How It Affects Patient Care
Moral distress is not just a workforce wellbeing issue. It directly influences the quality of care patients receive. Research has linked high levels of moral distress to reduced patient care, failure to provide effective physical care, avoiding eye contact with patients, decreased cooperation among team members, and defensive clinical decision-making.
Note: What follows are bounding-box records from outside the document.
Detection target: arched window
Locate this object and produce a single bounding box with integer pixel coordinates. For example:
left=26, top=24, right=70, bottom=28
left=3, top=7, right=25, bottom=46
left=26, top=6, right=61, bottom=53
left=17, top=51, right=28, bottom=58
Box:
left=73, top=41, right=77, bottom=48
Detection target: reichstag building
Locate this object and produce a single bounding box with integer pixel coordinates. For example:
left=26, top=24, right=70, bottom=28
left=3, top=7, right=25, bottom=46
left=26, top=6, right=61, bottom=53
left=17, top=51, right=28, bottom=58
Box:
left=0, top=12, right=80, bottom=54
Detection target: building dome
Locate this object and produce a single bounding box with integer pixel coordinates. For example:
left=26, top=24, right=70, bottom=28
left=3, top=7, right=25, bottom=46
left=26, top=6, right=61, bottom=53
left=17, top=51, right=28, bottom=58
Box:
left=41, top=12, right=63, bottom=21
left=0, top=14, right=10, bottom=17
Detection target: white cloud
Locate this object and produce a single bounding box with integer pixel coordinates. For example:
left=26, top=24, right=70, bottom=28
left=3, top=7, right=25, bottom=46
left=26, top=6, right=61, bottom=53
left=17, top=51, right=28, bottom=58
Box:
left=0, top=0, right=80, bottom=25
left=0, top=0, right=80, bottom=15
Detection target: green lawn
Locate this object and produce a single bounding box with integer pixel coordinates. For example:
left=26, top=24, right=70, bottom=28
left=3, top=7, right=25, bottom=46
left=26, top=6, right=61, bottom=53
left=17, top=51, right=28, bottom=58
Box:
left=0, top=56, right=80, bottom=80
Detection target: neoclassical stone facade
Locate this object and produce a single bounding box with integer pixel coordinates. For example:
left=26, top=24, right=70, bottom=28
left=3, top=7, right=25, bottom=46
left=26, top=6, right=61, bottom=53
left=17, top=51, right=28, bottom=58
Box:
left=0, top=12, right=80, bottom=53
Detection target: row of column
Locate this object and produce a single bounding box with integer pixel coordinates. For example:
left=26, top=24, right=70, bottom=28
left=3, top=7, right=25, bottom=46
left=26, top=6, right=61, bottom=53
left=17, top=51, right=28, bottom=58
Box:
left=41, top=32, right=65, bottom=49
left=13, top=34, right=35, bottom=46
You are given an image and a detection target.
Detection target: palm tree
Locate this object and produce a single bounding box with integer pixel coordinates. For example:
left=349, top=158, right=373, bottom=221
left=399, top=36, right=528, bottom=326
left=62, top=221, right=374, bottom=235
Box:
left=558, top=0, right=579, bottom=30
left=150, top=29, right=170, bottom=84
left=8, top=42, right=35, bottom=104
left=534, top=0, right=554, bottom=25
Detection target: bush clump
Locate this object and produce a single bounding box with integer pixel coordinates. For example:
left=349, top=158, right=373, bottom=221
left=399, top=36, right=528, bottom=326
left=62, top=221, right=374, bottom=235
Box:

Nurses experiencing significant distress report lower confidence and lower job satisfaction, both of which affect how they interact with patients and colleagues.
When moral distress drives experienced clinicians out of the profession or into disengagement, the loss of institutional knowledge and skilled care further strains the system, creating conditions that produce even more moral distress for those who remain.
Strategies That Help
A systematic review of interventions for moral distress identified several approaches with evidence of benefit. These include ethics huddles (brief team discussions about ethical concerns as they arise), reflective debriefing sessions, facilitated group discussions lasting 30 to 60 minutes, specialist ethics consultation services, and self-reflection through narrative writing. Seven studies using pre- and post-intervention surveys reported statistically significant reductions in moral distress.
Resilience training programs that incorporate mindfulness, relaxation techniques, emotion regulation, cognitive strategies, and problem-solving have shown moderate positive effects on both resilience and overall wellbeing. The improvement in wellbeing held for at least three months after training, with additional delayed benefits for anxiety and stress emerging over time.
At the institutional level, the most meaningful changes address root causes rather than individual coping. Creating clear policies for de-escalating potentially nonbeneficial treatments, building structures that give clinicians a voice in care decisions, and ensuring adequate staffing all reduce the frequency of morally distressing situations in the first place. The American Nurses Association encourages nurses to learn to recognize moral distress early, categorize the ethical issues involved, and use tools like the Moral Distress Thermometer to track their own levels over time, framing this as a professional skill rather than a personal burden.